The inventory of machines has led us (albeit circuitously) into a discussion of "the function of a protein" and how to think about it.  These problems relate to the use of comparative analysis between the protein sequences from many distinct genomes (and what clues we can expect to develop in our attempts to make sense of it all).

Identifying the Functions of Genes

The general topic of how assign function to genes is central to genome annotation.  Deciding when you can safely project function based on similarity is a topic that can profitably be pondered.

Predicting When Two Genes Implement Related Functions

There are many clues that can be used to improve the accuracy of function projection.  Conservation of contiguity, detection of gene fusions, protein-protein interaction data, and characterization of regulatory sites have all proven useful  Integration of clues from a number of sources has been attempted (and will undoubtedly be important in the future).

Grouping Genes into Subsystems

The genes that encode proteins that together implement a single machine may be thought of as an instance of a subsystem.  In later tutorials we will discuss the notion of subsystem in more detail.  Essentially, it is an abstraction of the notion of machine, and it represents an important conceptual framework for analyzing the functions of genes from many genomes simultaneously.  So, how can you detect when two genes are components of the same machine?

Constructing Sets of Isofunctional Homologs

Homolgs are genes that share a common ancestor.  Isofunctional genes implement the same function.  The goal of compiling sets of homologous genes (and the proteins they encode) that implement a single function is central to automating annotation of genomes.  Further, since we will be faced with annotating thousands of new genomes over the next few years (and it increases much more rapidly after that), almost all annotations will be automated.

Supporting Decision Procedures for Sets of Isofunctional Homologs

Suppose that you have a collection of sets of isofunctional homologs.  Suppose further that you have, say, 10,000 of these sets.  For each set, you will wish to develop a decision procedure which, when given as input a set and a new protein sequence, determines whether or not the protein should be added to the set.  In some cases, such decisions are easy, and you will wish to use a very fast decision procedure.  In others, they are very difficult, and you will need to bring many sources of clues to bear.
Construction of such decision procedures will become increasingly important.

Characterization of Regulons for a Genome

Genes are often co-regulated.  That is, expression of a set of genes may always be tightly coordinated.  In this case, we will think of the co-regulated set as a regulon.  Determination of which genes make up which regulons is a task requiring both bioinformatic challenges and wet lab confirmations.  Don't attempt this one without a close working relationship with a wet lab biologist.

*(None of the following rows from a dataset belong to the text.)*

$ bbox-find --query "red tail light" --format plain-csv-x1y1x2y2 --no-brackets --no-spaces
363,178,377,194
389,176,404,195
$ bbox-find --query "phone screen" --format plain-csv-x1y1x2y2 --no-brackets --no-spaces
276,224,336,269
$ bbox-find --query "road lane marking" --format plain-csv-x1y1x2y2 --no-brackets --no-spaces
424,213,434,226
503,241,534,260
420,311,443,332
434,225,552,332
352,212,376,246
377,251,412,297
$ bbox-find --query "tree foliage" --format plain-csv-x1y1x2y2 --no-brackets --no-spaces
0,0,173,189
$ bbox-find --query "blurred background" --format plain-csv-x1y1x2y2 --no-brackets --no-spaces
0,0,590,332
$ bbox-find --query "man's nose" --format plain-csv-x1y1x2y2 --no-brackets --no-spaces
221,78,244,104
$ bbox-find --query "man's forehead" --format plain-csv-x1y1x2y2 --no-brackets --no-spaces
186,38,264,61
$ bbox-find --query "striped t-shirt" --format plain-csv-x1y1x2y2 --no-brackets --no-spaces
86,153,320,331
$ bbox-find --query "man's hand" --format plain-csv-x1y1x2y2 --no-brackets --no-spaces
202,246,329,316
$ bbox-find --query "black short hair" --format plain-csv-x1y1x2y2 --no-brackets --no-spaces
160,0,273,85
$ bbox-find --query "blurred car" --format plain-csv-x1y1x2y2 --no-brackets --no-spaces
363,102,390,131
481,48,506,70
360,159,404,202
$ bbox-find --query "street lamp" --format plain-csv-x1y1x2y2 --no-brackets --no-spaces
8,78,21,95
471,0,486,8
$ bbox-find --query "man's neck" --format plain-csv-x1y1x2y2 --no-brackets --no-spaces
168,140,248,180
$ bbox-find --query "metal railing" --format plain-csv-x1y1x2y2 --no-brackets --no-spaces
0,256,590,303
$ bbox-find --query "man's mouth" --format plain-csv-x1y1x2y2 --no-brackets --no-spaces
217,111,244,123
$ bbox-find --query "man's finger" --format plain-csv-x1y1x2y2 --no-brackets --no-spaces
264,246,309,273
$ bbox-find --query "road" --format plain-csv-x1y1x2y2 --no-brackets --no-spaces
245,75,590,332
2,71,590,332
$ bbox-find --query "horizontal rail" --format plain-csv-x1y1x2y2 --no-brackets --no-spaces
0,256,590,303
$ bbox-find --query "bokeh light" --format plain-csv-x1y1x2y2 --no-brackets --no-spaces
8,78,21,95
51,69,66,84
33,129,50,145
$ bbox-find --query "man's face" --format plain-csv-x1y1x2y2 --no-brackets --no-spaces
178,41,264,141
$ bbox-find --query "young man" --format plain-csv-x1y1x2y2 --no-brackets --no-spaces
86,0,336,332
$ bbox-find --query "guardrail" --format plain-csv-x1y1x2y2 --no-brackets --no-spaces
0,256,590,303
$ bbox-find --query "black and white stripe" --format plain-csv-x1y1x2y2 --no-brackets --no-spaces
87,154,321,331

Charaterization of "States of the Cell"

It might be conjectured that a cell has a limited set of states.  Each state is characterized by the set of regulons that are expressed.  It seems likely that the cell should be viewed as "tending to stay in the same state" until forced to make a transition to another state.  That is, the states demonstrate a degree of homeostasis.  If we underatnd a comprehensive list of states, and we worked out the forces that determine transitions, we would begin to understand the cell as a dynamic system.